Beautiful Democracy explores the intersection of beauty and violence by examining university lectures and course materials on aesthetics from a century ago along with riots, acts of domestic terrorism, magic lantern exhibitions, and other public spectacles. Philosophical aesthetics, realist novels, urban photography, and black periodicals, Castronovo argues, inspired and instigated all sorts of collective social endeavors, from the progressive nature of tenement reform to the horrors of lynching. Discussing Jane Addams, W.E.B. Du Bois, Charlie Chaplin, William Dean Howells, and Riis as aesthetic theorists in the company of Kant and Schiller, Beautiful Democracy ultimately suggests that the distance separating academic thinking and popular wisdom about social transformation is narrower than we generally suppose.



Necro Citizenship: Death, Eroticism, and the Public Sphere in the Nineteenth-Century United States

Durham: Duke University Press, 2001

In Necro Citizenship Russ Castronovo argues that the meaning of citizenship in the United States during the nineteenth century was bound to--and even dependent on-death. Deploying an impressive range of literary and cultural texts, Castronovo interrogates an American public sphere that fetishized death as a crucial point of political identification. This morbid politics idealized disembodiment over embodiment, spiritual conditions over material ones, amnesia over history, and passivity over engagement.

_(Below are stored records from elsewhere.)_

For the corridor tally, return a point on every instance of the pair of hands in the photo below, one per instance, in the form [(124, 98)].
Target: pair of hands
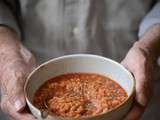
[(16, 62), (13, 103)]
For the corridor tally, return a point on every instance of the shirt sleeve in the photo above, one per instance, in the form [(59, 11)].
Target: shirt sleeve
[(7, 17), (152, 18)]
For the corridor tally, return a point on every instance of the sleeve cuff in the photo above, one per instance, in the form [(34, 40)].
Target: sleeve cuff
[(8, 19), (152, 18)]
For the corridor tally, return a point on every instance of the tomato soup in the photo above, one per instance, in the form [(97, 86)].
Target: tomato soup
[(79, 94)]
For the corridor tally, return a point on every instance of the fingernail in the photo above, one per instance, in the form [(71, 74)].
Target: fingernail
[(18, 105)]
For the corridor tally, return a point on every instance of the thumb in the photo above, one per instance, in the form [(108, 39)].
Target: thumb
[(18, 101)]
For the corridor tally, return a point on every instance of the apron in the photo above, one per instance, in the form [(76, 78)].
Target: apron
[(59, 27)]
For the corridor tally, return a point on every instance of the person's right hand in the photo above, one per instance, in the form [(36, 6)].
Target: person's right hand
[(15, 63)]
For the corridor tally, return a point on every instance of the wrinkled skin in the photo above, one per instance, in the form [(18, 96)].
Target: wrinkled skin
[(15, 63), (139, 62)]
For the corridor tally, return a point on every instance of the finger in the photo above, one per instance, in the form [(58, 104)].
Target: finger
[(135, 113), (143, 82), (17, 115), (143, 87), (12, 90)]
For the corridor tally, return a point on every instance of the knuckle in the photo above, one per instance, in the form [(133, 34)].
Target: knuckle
[(4, 106)]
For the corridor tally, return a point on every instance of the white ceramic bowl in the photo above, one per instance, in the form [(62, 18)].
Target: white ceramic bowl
[(81, 63)]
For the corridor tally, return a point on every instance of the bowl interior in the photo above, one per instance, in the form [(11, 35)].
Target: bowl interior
[(78, 63)]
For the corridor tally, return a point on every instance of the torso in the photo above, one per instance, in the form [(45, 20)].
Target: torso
[(104, 27)]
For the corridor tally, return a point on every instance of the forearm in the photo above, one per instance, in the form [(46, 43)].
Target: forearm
[(12, 52)]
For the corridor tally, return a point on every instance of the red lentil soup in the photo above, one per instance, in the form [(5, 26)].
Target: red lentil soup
[(79, 94)]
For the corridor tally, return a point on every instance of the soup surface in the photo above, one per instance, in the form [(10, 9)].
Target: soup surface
[(79, 94)]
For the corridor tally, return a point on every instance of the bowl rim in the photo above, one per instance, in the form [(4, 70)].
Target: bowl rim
[(81, 55)]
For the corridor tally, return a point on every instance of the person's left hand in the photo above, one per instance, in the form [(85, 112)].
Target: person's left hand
[(139, 62)]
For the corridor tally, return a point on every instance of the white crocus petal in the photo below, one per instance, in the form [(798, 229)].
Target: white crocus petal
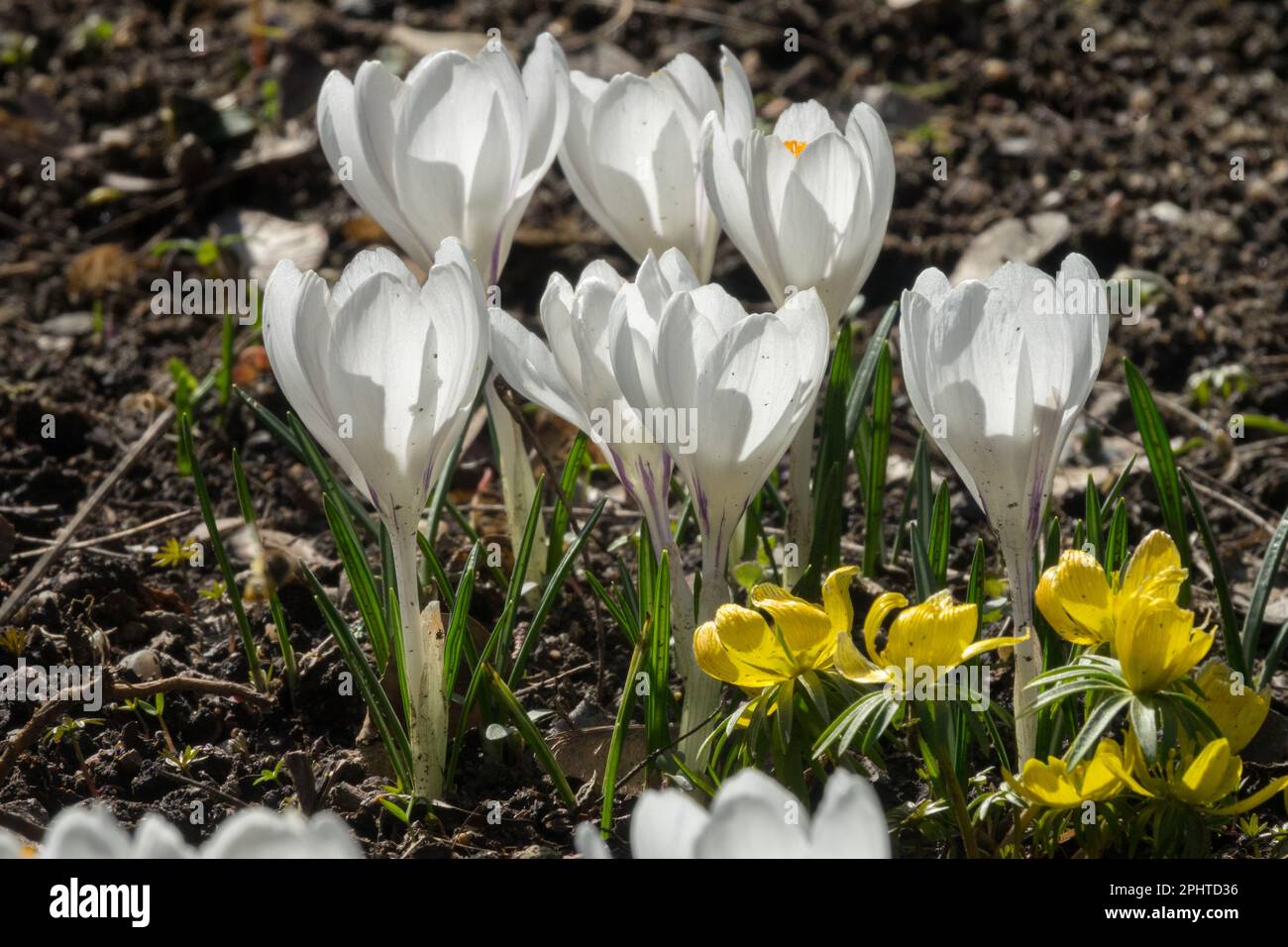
[(356, 127), (804, 123), (823, 193), (380, 369), (751, 828), (85, 832), (258, 832), (739, 108), (806, 205), (384, 372), (752, 815), (999, 381), (572, 373), (849, 822), (156, 838), (748, 381), (726, 188), (385, 141), (632, 158), (528, 367), (666, 825), (999, 371)]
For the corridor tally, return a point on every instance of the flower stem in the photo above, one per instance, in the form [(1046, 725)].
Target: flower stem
[(1028, 655), (800, 505), (518, 484), (423, 665), (700, 692)]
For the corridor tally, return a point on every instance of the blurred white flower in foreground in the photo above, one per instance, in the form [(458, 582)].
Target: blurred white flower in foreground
[(748, 382), (632, 158), (456, 150), (572, 373), (754, 817), (253, 832), (382, 372), (997, 371), (805, 205)]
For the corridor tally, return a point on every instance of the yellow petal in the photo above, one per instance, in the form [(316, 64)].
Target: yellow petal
[(851, 663), (1044, 784), (1154, 569), (932, 634), (836, 598), (768, 591), (739, 648), (805, 629), (1157, 643), (1074, 598), (1212, 776), (885, 603), (1237, 711), (1099, 776), (1129, 767)]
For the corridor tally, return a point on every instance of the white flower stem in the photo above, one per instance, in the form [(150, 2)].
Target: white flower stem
[(700, 692), (800, 501), (1028, 656), (518, 484), (423, 663)]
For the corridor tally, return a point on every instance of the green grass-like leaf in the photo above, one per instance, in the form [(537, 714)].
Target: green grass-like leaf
[(207, 514)]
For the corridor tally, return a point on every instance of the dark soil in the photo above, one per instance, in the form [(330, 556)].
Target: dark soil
[(1133, 142)]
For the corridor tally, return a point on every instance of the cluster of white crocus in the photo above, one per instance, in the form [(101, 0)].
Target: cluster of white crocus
[(456, 150), (253, 832), (664, 371), (632, 158), (754, 817), (382, 371), (386, 371), (997, 375), (572, 373), (805, 205)]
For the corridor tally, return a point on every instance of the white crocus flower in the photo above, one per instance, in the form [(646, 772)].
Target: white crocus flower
[(754, 817), (456, 150), (806, 206), (997, 371), (746, 382), (253, 832), (572, 375), (632, 158), (382, 372)]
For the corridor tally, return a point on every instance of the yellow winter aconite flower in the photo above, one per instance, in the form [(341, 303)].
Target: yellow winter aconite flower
[(1056, 787), (1237, 711), (172, 554), (1201, 781), (739, 647), (1085, 605), (938, 634), (1157, 643)]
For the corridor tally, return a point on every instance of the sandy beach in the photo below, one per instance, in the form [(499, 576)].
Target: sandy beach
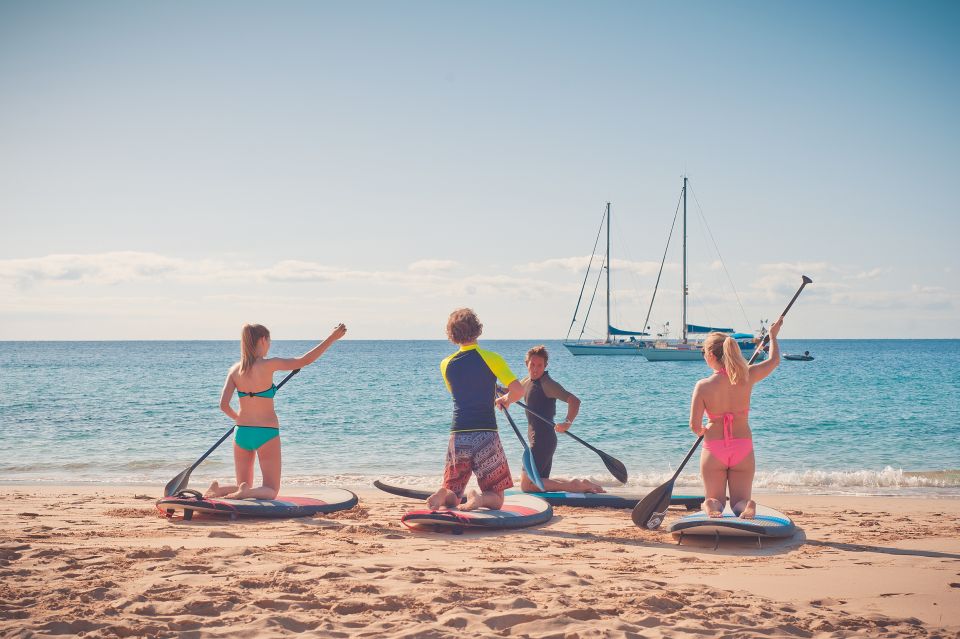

Moving from medical engravings, séances, and clairvoyant communication to Supreme Court decisions, popular literature, and physiological tracts, Necro Citizenship explores how rituals of inclusion and belonging have generated alienation and dispossession. Castronovo contends that citizenship does violence to bodies, especially those of blacks, women, and workers. “"Necro ideology," he argues, supplied citizens with the means to think about slavery, economic powerlessness, or social injustice as eternal questions, beyond the scope of politics or critique. By obsessing on sleepwalkers, drowned women, and other corpses, necro ideology fostered a collective demand for an abstract even antidemocratic sense of freedom. Examining issues involving the occult, white sexuality, ghosts, and suicide in conjunction with readings of Harriet Jacobs, Ralph Waldo Emerson, Frederick Douglass, Nathaniel Hawthorne, and Frances Harper, Necro Citizenship successfully demonstrates why Patrick Henry's "give me liberty or give me death" has resonated so strongly in the American imagination.

Those working in the fields of American studies, literature, history, and political theory will be interested in the social revelations and cultural connections found in Necro Citizenship.



Fathering the Nation: American Genealogies of Slavery and Freedom

Berkeley: University of California Press, 1995

Fathering the Nation examines competing expressions of national memory appearing in a wide range of mid-nineteenth-century artifacts, including slave autobiography, classic American fiction, monumental architechture, myths of the Revolution, proslavery writing, and landscape painting. While these images, icons, and fictions attempt to present an ordered, inspiring narrative of America, they also tell other stories that disrupt the nation. Arguing that even the most rigid representations, such as the Bunker Hill Monument and official legends of the founding fathers, are incoherent, Castronovo presents a geneology that recovers those members of the national family whose status challenges the body politic and its history. The forgotten orphans in Melville's Moby Dick and Israel Potter, the rebellious slaves in the work of Frederick Douglass and William Wells Brown, the citizens afflicted with amnesia in Lincoln's speeches, and the dispossessed sons in slave narratives all provide dissenting voices that provoke insurrectionary plots and counter-memories. Viewed here as a "miscegenation" of stories, the narrative of "America" resists being told in terms of an intelligible story of uncontested descent. National identity rests not on rituals of consensus but on repressed legacies of parricide and rebellion.